Astrid felt a tilt in the floor but it quietly returned. She was faced with a question for which she had an impossible answer, one that had already been asked, for her sake, and answered, for she was proof.
"Can I?" Astrid asked, a plead slipping through her words.
"Can you what? Ask? You can ask anything. However, I suppose it is the answer you are asking of." Death said. 'But, I can not tell you the answer to a question that you have not asked."
Astrid stared at the darkness where his face should have been, or was, Astrid didn't know, but that wasn't what she wanted to ask. She opened her mouth but her breath was gone and she couldn't form the words.
"Do you want to see him or not?" Death said, a little irritated, and shook his hooded head.
"Yes!" the word burst from her throat. Death cocked his head, seeming to indicate that this had not been a question, and Astrid cleared her throat, "Can I have him back? Please?"
Death moved, but no legs pushed his forward. He came to a stop in front of her and extended a skeletal hand. His cold bony finger gently ran the length of her cheekbone and with it a slight pain eased. She had no sooner felt it than the room vanished and replaced with the spacious darkness.
It was another eternity of floating aimlessly, a surge of pain rain through her chest every once in a while, tingling into her toes, her fingers, her tailbone. A lightness embodied her and before she could recognize it, she was pulled out of the darkness and into a warm and tea-scented air. She was staring into a blazing fire, contained in a well-used hearth with a teapot keeping warm in the flames, a smaller pot of what could be soup boiling in the heart.
She was stiff. But not in the same way that she had been. This was a sleep-stiffness and was remedied with movement. She arched her back and a quick series of pops sang in delight. How long had it been since she'd moved?
"You are awake," Lydia's smooth voice drifted over the hearth. Her soft footsteps padded over and she knelt down by her side. A soft hand rested on her forehead.
Astrid peered around. She was in Lydia's home, in front of the hearth, a pillow resting beneath her head, a blanket up to her shoulders. Lydia withdrew her hand and Astrid pushed herself into a sitting position.
"How long has it been?" Astrid asked. Her entire body felt tight and cramped, like she had slept on a pile of logs, and needed to be twisted and popped into correctness.
"About three weeks." Lydia said.
"What?" Astrid asked. She might have misheard her. "Three weeks?"
"Yes." Lydia nodded. "And I must say, I was worried that you wouldn't wake up."
"What happened to me?" Astrid asked, resting a hand against her chest. "It doesn't hurt anymore."
"I would hope not." Lydia said. "Here, drink something. You're looking too skinny."

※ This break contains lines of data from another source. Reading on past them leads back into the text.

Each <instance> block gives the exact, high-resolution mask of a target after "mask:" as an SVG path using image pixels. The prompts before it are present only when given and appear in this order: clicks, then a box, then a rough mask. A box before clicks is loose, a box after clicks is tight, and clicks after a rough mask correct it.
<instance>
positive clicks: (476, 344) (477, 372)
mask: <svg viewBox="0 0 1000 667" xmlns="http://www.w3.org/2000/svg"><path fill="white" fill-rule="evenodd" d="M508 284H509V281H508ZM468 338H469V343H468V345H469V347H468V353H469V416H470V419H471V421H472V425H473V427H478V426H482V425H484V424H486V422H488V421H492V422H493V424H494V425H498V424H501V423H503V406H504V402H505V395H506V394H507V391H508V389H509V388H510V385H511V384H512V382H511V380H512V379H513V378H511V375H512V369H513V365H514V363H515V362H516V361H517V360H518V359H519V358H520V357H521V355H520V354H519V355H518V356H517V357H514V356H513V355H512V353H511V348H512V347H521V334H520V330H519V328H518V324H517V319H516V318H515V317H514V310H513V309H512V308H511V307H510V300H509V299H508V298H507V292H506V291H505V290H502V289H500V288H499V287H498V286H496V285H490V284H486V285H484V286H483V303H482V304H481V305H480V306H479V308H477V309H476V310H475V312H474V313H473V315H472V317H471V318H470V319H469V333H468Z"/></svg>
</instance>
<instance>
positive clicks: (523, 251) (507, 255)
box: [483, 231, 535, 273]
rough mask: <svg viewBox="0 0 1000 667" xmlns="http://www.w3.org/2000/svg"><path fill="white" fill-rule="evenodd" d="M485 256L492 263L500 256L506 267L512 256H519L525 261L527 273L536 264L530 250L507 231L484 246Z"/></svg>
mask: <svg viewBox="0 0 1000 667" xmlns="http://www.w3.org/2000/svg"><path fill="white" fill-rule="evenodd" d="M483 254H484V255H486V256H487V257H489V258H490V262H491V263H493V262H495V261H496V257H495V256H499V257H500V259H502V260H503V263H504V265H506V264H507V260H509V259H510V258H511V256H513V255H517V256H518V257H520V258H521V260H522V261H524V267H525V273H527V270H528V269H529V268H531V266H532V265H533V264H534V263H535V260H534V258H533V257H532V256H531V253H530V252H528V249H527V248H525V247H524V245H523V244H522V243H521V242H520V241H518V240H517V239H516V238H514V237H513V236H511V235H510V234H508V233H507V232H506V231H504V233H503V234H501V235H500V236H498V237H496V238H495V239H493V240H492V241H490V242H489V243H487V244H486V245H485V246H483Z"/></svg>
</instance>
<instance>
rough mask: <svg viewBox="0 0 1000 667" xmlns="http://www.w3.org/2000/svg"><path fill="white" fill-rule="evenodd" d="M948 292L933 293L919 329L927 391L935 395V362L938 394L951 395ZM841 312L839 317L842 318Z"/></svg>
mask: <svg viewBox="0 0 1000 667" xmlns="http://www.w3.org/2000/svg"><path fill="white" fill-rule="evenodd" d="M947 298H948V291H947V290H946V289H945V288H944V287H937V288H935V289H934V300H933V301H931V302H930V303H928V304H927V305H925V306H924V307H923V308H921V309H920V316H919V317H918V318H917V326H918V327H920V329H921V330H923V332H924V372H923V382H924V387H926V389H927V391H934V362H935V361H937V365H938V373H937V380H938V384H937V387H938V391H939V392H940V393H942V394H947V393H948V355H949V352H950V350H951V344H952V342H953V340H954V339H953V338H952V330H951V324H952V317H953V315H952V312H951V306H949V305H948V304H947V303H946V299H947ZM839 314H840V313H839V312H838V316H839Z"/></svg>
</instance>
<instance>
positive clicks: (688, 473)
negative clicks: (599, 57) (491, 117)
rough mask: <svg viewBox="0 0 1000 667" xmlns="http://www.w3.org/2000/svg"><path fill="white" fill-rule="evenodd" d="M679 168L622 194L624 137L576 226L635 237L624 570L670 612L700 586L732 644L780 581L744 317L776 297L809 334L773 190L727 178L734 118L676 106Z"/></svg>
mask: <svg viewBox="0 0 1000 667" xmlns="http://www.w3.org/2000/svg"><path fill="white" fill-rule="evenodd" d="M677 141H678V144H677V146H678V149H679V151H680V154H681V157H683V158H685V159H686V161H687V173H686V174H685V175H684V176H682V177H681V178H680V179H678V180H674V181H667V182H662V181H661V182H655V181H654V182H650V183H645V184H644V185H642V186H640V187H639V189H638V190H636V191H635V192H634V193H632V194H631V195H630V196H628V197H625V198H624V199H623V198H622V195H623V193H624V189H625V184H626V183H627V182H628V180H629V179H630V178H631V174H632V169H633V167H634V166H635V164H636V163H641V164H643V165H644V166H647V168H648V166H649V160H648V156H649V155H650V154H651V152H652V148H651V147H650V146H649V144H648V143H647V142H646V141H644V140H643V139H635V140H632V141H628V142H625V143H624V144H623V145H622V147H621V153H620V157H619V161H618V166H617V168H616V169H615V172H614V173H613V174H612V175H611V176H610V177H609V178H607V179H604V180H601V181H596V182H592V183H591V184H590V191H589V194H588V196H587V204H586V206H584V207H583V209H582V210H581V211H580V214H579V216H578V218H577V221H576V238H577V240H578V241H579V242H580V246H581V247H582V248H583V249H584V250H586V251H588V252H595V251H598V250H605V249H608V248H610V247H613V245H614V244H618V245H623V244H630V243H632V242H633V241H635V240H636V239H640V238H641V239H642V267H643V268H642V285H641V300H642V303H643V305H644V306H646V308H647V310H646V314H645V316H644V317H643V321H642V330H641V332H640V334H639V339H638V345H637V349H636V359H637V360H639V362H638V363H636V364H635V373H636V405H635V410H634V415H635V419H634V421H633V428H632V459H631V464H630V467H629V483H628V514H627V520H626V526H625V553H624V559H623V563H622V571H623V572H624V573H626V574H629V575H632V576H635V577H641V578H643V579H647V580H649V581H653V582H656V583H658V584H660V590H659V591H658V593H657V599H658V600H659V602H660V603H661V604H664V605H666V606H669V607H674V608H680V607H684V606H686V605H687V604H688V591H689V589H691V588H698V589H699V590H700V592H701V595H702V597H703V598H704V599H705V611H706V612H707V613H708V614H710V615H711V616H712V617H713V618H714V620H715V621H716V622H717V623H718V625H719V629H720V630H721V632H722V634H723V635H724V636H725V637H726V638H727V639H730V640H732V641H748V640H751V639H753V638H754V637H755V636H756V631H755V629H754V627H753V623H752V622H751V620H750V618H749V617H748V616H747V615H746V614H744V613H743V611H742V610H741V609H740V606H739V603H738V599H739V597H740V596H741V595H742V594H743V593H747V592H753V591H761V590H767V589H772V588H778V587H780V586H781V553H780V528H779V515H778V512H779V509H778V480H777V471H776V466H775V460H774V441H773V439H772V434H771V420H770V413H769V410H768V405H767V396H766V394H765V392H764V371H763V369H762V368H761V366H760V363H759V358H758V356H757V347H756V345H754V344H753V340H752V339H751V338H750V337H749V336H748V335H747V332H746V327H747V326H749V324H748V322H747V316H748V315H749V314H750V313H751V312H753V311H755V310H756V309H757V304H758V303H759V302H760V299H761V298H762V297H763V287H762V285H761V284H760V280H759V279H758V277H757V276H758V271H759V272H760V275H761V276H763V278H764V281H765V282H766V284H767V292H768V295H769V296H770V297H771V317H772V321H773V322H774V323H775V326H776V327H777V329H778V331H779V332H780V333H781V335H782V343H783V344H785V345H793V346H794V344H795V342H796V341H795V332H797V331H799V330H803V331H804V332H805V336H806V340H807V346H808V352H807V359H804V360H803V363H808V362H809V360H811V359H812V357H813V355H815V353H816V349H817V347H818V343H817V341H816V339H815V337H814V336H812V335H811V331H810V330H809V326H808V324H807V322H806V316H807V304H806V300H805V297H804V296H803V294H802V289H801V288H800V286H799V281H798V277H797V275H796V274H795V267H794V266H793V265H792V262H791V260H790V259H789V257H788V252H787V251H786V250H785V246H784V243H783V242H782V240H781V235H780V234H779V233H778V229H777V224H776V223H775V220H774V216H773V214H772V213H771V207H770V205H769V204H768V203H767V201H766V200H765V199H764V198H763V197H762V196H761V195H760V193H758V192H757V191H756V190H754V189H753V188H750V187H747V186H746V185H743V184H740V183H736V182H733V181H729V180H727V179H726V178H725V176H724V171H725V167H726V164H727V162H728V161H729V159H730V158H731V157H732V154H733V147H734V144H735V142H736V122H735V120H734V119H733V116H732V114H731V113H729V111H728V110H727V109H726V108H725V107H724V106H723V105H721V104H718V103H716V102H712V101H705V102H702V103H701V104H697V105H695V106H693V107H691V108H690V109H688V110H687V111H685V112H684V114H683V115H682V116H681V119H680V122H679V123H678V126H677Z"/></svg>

Astrid accepted the tea. The smell of the soup was watering her mouth. She was starving, absolutely famished.
"I am unsure of what happened to you. But when they brought you here you were far from well. It was some kind of spiritual poison that I've never seen before. I have heard about it but never had the unfortunate pleasure of seeing it." Lydia said. "I didn't know if you would make it. I am glad that you did, however. Here, dear, eat. It will help."
Lydia placed a warm bowl of steaming soup in front of her. She ate, a bit undignified, and it was flat but delicious.
"The poison's effects have ebbed off. Your body fought it off, I supposed. You are something else, dear." Lydia smiled. She tilted her brow down at her and added, "And I am curious as to what you did while you slept."
"Hm?" She mumbled through a full mouth.
Lydia smiled. "Someone was found wandering through the temple the night that you were brought to me. He was as confused as we all were. But, considering the unnatural things of late no one worried too much over it. He's been helping out with the town since, waiting for you to wake up."
He? He. He. Astrid paused, but had no sooner swallowed than realized exactly what she meant.
X
Cheesy? Totally. Necessary? Completely.